What troubles me is that there was no need only to interview hypocrites – perhaps it was beyond the work of the research corps to find anyone in Berlin who was hiring a cleaner legally, but it must have been perfectly plausible to find employers who weren’t left-leaning, and therefore whose rationalisations weren’t so opaquely self-serving and transparently hypocritical. So ultimately, it’s impossible not to divine that there’s an agenda, here. Indeed, that this is not so much a work of academic research as a polemic, against the delusions of a very particular class of developed world intellectuals. This doesn’t mean that there aren’t some very illuminating, acute observations. To stick with this same dyad, Pelz says of Jagellowsk, ‘she’s just extra-resilient, you know – that’s probably an advantage of Eastern European women.’ Lutz remarks, ‘It becomes clear that Ursula Pelz is not praising the person but ethnicizing her willingness to suffer.’

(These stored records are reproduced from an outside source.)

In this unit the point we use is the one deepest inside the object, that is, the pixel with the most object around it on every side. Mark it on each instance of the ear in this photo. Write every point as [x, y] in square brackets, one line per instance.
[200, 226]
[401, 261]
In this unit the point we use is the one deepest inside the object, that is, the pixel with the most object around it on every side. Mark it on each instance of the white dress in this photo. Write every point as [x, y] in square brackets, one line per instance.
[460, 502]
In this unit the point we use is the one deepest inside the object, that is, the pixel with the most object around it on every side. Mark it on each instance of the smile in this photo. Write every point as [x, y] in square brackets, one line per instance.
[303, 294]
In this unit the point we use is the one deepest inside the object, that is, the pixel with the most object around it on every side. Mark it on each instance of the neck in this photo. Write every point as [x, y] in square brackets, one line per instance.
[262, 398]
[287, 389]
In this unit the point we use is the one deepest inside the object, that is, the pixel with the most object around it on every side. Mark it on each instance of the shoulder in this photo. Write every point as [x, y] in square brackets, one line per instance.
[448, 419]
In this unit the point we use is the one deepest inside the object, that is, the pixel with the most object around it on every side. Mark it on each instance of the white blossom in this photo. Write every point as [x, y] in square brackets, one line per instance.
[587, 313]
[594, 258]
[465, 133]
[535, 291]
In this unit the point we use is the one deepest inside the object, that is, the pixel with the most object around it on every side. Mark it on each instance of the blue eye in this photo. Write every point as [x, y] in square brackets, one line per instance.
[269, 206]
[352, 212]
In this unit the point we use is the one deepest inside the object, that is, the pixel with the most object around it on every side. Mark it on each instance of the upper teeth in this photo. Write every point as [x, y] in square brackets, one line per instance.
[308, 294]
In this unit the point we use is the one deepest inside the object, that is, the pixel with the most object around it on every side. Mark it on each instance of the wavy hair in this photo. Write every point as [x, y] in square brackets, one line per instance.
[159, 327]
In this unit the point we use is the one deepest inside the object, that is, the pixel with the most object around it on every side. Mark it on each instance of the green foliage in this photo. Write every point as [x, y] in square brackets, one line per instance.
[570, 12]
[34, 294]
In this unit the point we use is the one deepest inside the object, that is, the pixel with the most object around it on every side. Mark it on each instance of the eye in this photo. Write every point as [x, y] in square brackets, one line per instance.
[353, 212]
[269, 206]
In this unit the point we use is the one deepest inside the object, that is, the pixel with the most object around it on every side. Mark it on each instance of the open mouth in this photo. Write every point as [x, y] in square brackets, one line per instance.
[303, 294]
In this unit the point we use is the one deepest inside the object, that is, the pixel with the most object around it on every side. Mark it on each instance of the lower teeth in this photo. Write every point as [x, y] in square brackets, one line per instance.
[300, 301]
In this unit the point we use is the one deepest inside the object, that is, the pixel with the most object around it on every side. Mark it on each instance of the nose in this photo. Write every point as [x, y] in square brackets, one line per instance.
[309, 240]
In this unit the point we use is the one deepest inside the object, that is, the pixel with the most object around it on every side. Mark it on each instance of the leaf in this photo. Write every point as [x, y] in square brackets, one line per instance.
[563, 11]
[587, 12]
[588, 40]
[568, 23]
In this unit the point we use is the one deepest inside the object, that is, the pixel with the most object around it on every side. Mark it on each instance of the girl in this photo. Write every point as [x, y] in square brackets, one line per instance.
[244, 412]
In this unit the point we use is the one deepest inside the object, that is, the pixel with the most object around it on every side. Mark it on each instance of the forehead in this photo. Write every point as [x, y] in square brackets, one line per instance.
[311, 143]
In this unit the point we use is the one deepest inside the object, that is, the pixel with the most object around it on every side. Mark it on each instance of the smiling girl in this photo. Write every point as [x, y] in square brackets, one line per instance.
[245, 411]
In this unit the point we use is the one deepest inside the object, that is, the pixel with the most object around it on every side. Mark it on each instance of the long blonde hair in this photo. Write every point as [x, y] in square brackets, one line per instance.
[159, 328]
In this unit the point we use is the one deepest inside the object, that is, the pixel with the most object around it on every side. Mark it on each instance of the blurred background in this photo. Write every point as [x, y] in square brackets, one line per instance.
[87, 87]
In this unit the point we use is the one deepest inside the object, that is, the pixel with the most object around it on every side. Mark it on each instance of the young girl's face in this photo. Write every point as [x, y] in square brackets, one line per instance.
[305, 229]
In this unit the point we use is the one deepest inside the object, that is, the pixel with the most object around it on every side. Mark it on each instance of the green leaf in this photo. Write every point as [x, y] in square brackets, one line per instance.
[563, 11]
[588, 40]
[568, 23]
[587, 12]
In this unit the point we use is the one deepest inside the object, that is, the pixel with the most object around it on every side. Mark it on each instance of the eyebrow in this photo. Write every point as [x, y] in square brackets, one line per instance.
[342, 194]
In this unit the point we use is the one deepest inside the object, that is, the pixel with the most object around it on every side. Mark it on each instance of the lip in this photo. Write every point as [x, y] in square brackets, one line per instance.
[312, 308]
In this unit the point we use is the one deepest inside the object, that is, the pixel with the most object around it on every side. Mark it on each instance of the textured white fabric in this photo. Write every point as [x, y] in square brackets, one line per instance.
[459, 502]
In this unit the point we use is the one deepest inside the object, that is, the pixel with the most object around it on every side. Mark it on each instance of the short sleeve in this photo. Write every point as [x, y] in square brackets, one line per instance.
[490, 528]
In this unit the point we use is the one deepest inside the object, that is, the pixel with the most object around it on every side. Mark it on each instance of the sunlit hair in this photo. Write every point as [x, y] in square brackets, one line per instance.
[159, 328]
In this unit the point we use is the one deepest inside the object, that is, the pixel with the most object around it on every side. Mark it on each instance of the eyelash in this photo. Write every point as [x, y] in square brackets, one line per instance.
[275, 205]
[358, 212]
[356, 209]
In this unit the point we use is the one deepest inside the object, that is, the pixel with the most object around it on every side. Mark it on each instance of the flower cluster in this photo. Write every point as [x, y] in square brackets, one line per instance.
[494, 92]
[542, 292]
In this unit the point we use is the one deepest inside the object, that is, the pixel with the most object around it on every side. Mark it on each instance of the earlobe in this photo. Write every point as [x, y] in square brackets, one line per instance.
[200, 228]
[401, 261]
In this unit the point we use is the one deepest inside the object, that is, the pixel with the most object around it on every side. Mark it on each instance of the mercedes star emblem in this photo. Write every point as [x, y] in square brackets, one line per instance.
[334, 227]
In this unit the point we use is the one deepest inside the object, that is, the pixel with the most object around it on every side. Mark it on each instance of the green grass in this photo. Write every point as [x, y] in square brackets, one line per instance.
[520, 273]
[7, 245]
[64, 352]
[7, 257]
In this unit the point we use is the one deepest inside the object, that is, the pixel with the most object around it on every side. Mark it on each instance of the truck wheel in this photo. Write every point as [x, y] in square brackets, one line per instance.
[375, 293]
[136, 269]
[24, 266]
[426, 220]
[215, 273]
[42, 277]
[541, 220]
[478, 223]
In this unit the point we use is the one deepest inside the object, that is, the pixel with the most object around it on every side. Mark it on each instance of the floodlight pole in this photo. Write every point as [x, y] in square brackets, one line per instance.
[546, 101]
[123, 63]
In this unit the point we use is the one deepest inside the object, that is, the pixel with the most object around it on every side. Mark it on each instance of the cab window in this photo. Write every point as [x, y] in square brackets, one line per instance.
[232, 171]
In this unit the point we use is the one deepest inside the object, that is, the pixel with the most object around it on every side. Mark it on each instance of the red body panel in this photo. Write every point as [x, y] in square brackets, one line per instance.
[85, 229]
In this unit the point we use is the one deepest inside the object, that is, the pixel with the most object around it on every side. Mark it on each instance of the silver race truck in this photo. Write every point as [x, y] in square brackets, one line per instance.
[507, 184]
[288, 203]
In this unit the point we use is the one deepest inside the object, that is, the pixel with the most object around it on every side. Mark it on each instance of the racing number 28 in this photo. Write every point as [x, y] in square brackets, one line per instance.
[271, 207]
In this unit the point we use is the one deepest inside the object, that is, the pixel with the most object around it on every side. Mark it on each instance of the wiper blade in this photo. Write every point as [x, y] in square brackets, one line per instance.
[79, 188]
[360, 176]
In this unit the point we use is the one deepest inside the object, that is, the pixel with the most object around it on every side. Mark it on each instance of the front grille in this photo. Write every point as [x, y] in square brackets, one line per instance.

Nevertheless, the efficacy of polemic is largely in its boldness, and if you won’t even admit to an underlying stance, that diminishes the power considerably. Again, because of the density of the academic language, it is tempting to defer to it, but when it intersects with a situation I understand, I find that I disagree forcefully with its assumptions. One example: a new mother, Gurdrun Baumer, has a baby-sitter, Sylwia Pavel, caring for her baby four times a week. She says ‘A few times, I actually had little panic attacks here. What’s she – what might be happening with my child, you know. So I called her on her mobile phone and asked, “where are you right now?”’

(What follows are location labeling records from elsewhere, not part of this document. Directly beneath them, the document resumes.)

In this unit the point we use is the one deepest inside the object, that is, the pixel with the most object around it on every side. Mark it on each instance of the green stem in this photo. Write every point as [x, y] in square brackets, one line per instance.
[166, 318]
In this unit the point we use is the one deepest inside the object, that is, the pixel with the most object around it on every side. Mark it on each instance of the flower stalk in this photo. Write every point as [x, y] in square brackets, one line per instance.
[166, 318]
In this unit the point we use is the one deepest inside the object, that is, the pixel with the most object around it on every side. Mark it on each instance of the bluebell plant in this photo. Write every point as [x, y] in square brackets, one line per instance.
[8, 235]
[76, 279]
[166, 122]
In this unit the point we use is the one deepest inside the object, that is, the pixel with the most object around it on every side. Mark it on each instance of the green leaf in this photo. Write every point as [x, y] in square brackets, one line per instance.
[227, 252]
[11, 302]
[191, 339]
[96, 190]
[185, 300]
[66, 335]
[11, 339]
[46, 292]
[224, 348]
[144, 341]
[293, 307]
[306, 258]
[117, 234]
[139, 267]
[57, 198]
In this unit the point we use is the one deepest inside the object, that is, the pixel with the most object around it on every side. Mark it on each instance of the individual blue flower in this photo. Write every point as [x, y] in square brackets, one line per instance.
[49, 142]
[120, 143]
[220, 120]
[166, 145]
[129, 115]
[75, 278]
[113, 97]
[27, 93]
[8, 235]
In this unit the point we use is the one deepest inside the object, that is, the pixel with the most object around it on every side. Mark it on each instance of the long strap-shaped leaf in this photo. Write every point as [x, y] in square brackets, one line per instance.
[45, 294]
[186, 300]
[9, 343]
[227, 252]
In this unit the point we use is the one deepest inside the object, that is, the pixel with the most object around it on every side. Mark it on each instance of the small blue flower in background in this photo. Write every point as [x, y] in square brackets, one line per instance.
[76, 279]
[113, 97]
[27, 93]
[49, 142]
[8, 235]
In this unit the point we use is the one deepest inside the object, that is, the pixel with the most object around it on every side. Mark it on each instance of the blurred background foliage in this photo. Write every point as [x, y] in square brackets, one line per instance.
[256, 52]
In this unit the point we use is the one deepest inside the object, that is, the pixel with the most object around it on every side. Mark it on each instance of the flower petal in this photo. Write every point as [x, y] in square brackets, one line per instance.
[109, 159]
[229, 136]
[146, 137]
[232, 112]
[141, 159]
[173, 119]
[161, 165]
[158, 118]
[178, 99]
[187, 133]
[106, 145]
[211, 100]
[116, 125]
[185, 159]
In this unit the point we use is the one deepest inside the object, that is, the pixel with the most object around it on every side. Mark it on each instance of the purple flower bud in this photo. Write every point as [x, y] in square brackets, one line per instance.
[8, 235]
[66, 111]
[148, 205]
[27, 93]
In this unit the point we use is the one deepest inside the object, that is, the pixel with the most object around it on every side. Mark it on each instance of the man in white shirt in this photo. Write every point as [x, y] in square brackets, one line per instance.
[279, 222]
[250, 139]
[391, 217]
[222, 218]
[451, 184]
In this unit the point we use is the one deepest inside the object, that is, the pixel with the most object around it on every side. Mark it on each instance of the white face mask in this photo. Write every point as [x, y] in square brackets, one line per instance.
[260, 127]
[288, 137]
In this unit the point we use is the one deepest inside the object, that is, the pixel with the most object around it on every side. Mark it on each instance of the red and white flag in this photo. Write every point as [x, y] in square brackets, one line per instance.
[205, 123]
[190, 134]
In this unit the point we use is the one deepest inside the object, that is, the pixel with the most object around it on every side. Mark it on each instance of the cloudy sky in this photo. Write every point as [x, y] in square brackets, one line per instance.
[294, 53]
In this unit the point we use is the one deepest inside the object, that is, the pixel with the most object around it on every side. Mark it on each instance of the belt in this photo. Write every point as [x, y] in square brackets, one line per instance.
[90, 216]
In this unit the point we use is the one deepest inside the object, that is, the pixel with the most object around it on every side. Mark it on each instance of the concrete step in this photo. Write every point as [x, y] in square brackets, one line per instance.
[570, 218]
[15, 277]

Lutz concludes, ‘Rather than trusting her baby-minder, Gurdrun Baumer checks up on her via her mobile phone. She is angry… [and] accounts for her disagreements in terms of Sylwia Pavel’s inadequate command of German.’ It is clear to any onlooker – well, to me – that this is just the neurosis of the new mother. I would go as far as to surmise that Baumer would have checked up on anybody in this way, her own husband, her own mother. That’s what having a new baby is like. That’s why the phrase ‘separation anxiety’ exists for the state of new motherhood. The racist subtext is an inference too far; indeed, even if Baumer had said outright that the problem was one of language (she didn’t) I still wouldn’t have bought it.

Another example: there is a column in the German newspaper Taz in which a breach of trust is described – the employer saw the cleaner as a member of the family, but found out that she was only doing two hours of cleaning, while she was being paid for four. The employer’s sense of betrayal is immense. Lutz notes, ‘more than any other type of article, columns are directly addressed to the core readership of the newspaper in question and tailored to the worldview and lifestyle of its readers. By implication, then, consumers of Taz have evidently joined the ranks of those who employ domestic help’. Now this is a world I understand; some columnists are directly addressed to core readership, but often – usually - a column will be there to provoke, to shake up the precepts of the core readership, to set the cat amongst the pigeons (Liz Jones, anyone?). You can argue that this is a poor use of editorial influence, but you can’t ignore this function. I distrust a reading that takes such an example as a clean insight into a social norm.

In short, the findings of this book are complicated – it asks the right questions, and I believe seeks the answers from a humane, reasonable perspective. But in the colourless language of its approach, it seeks to disguise a very trenchant standpoint. This dents its credibility; it doesn’t, ultimately, capsize it.
Zoe Williams is a columnist on the Guardian, and author of Bring it on, Baby.